RUSSIA | Russia and Turkey sign on gas pipeline to Europe
Russia’s shaky economic recovery likely continued in the third quarter, after GDP recorded the smallest fall since Q4 2014 in Q2. The manufacturing PMI rested in expansionary territory for the second consecutive month in September and exports recorded the smallest fall in nearly two years in August. The unemployment rate has remained on a firm downward trend since March and the improving environment was underscored by retail sales recording the smallest contraction since December 2014 in September. In October, Fitch Ratings upgrade Russia’s outlook to stable from negative due to positive policy measures that have been enacted as a result of the low oil price environment. Meanwhile, Russia and Turkey signed an agreement to build a major undersea gas pipeline as the countries normalize ties. The pipeline will help Russia increase its position in the European gas market and diversify transit away from Ukraine.
Economic activity should continue to strengthen gradually and the economy is expected to enter a shallow recovery next year. The analysts we surveyed this month held their GDP forecast and expect the economy to contract 0.6% in 2016. In 2017, analysts see the economy expanding 1.3%.
UKRAINE | Political turmoil threatens nascent economic recovery
Ukraine’s modest recovery likely continued in Q3, after GDP growth hit an over two-year high in Q2. Hard data for the quarter suggests the recovery is on an even footing as industrial production posted growth for the second consecutive month in September and international reserves rose to a two-year high. However, economic reforms remain critical to improving the country’s growth potential and receiving funds from the IMF, but the political willpower to follow through with the required measures is uncertain. The government has a slim hold on parliament and deeply unpopular pension reform along with tough anticorruption measures are conditions of further IMF financing. In October, peace negotiations over a resolution to the conflict in the eastern regions of the country resumed after a year pause. A lasting resolution to the crisis remains key to improving Ukraine’s outlook.
While the economy is moving in the right direction, bleak domestic and external conditions will limit momentum this year. The FocusEconomics panel sees GDP rising by 1.0%, which is down 0.1 percentage points from last month’s forecast. For 2017, the panel sees GDP growth accelerating to 2.4%.
INFLATION | Inflation slows to over two-year low in September
Inflation in the CIS declined from 7.7% in August to 7.2% in September, which marked the lowest value since May 2014, according to a regional estimate. The lower reading reflected a broad-based drop in inflation across the region, particularly in Georgia, Kazakhstan and Kyrgyzstan. Conversely, inflation in Azerbaijan climbed to a nearly eight-year high in September due to the depreciation of the Azerbaijani manat.

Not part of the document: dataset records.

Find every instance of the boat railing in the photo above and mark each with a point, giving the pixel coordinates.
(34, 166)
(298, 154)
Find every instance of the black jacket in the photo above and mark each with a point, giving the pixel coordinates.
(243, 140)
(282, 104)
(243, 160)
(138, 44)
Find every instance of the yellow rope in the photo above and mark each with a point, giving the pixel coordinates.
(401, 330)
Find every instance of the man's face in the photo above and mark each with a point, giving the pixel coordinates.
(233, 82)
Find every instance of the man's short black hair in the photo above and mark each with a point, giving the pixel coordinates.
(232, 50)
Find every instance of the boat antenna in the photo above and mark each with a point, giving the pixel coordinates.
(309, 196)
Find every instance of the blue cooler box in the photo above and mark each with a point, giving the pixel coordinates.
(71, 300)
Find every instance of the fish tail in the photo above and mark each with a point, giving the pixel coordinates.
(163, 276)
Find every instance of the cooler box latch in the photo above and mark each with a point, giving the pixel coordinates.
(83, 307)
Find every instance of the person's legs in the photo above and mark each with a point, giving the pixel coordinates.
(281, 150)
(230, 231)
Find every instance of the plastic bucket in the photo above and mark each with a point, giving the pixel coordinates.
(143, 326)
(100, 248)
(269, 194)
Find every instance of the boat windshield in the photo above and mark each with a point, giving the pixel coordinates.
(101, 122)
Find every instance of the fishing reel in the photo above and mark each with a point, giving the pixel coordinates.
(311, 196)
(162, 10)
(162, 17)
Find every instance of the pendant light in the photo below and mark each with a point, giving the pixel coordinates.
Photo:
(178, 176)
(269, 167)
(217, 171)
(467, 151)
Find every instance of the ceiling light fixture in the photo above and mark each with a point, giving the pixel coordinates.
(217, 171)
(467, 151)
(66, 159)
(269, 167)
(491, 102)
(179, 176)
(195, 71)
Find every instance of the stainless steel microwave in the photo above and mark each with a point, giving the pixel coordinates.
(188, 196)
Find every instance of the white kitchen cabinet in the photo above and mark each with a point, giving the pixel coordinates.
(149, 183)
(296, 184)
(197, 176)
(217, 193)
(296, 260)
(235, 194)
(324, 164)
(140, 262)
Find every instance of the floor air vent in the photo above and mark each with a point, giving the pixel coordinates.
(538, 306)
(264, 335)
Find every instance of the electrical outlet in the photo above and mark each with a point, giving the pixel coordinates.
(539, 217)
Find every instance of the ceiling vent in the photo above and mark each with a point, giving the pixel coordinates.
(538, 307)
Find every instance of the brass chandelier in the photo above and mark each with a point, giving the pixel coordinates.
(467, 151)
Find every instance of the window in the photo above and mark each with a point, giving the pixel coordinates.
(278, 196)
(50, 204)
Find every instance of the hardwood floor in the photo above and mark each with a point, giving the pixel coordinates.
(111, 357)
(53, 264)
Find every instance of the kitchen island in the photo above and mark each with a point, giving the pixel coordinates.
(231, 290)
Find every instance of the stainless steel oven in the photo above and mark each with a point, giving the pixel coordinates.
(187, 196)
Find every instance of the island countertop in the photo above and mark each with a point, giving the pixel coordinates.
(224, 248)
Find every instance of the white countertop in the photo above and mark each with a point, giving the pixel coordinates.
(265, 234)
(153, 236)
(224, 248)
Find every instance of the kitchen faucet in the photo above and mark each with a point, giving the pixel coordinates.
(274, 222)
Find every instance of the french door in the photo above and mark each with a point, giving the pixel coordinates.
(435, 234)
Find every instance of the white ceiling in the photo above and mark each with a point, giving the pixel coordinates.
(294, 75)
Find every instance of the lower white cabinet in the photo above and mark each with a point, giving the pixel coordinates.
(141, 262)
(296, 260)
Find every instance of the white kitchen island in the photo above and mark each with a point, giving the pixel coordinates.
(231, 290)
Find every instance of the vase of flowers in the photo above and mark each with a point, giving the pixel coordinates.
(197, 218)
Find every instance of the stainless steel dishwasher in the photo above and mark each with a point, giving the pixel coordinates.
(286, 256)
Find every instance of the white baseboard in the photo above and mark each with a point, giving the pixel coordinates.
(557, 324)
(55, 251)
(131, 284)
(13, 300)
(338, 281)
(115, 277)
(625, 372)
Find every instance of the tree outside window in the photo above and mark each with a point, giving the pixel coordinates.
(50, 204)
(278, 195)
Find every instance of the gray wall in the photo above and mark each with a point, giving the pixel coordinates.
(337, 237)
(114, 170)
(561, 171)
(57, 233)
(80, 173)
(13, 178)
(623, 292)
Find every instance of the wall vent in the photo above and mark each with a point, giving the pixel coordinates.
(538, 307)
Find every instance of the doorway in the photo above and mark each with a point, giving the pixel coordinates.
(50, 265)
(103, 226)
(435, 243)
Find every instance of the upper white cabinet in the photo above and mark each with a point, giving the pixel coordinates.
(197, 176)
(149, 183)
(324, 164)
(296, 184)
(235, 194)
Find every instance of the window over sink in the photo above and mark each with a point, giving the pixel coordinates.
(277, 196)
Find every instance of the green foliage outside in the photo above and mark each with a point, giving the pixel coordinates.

More stable financial and foreign exchange markets, together with a tightening bias by most central banks in the region, prompted the forecasters we surveyed this month to cut their 2016 inflation projections for the region by 0.2 percentage points to 6.7%. This marks the fifth consecutive downward revision. Looking beyond this year, analysts predict that inflation in the region will fall further to 5.6% in 2017.